Yale's Singapore outpost is more exclusive than Harvard, Princeton, and Yale's main campus

Posted by Artie Phelan on Tuesday, July 16, 2024
2017-05-15T17:51:00Z

Princeton University may have an acceptance rate of just 6.5%, and Harvard 5.2%, but neither compares to the exclusivity of Yale-National University of Singapore.

Its acceptance rate: just 5% — 1.2 percentage points lower than Yale University in New Haven, Connecticut.

Yale-NUS is a joint university program between the New Haven, Connecticut school and NUS, which is located near the southern coast of the island. New data revealed in late April showed the school rejected 95% of applicants for the class of 2020.

See-ming Lee 李思明 SML on flickr See-ming Lee 李思明 SML on flickr

Most major US universities have at least one satellite campus around the world.
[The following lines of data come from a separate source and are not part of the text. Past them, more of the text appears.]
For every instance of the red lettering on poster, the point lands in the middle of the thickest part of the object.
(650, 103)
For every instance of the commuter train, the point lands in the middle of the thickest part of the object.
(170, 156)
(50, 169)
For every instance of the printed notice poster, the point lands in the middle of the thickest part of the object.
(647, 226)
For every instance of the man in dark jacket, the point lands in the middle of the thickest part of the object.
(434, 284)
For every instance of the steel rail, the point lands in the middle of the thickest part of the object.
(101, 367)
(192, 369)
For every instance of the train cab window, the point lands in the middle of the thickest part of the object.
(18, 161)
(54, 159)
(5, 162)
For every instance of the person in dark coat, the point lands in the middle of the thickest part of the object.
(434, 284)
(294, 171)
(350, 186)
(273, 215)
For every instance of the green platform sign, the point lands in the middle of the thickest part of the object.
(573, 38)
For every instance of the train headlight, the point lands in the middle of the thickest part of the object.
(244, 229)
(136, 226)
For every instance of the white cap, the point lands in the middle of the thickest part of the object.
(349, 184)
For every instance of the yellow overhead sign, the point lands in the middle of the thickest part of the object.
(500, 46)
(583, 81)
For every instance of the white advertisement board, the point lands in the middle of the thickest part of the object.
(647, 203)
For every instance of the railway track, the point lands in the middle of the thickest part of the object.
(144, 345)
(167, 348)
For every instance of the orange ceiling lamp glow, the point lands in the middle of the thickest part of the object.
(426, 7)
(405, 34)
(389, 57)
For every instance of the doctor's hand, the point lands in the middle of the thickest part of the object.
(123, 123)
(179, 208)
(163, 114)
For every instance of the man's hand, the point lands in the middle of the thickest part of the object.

But only a few have opened totally free-standing locations, such as Duke-Kunshan University, located near the Chinese city of Suzhou, and NYU's locations in Abu Dhabi and Shanghai.
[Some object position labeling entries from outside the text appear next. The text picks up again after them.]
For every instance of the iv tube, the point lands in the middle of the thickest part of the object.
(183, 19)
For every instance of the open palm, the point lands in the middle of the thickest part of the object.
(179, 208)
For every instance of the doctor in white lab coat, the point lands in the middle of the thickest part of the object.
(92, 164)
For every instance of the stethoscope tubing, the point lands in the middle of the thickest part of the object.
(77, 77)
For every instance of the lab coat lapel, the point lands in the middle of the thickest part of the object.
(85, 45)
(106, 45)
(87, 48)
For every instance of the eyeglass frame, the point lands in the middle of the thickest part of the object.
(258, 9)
(NYU Abu Dhabi claims to have a 4% admission rate.)

The partnerships reflect a move among US universities to entice more international students into their mix. But some education experts have criticized the schools for sub-standard execution.
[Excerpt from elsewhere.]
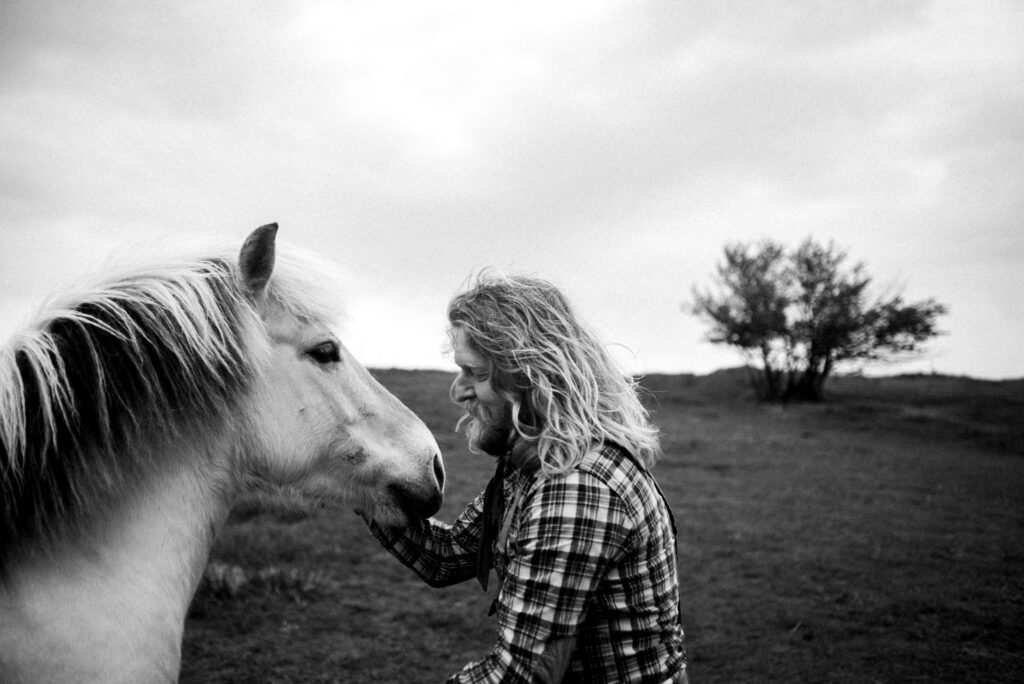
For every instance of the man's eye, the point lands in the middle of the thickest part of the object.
(326, 352)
Critics of NYU Abu Dhabi, for example, have voiced safety concerns about the United Arab Emirates campus, though some students dispute the accusation.

Opponents of Yale-NUS, meanwhile, say the educational rigor doesn't meet expectations. A local Singaporean outlet reports that a small percentage of students have left the school since it opened in 2013, some having "felt the courses, in covering a broad range of subjects, did not go into their preferred level of depth."

In addition, the limits Singapore imposes on free speech haven't meshed well with the liberal-arts education Yale strives to offer, Quartz reports.

Foreign branches may be appealing if students want exclusivity, in other words, but the decision to sacrifice the familiar could be a risky one.

Correction:  An earlier version of this article misstated which country imposes limits on free speech. It is Singapore, not China.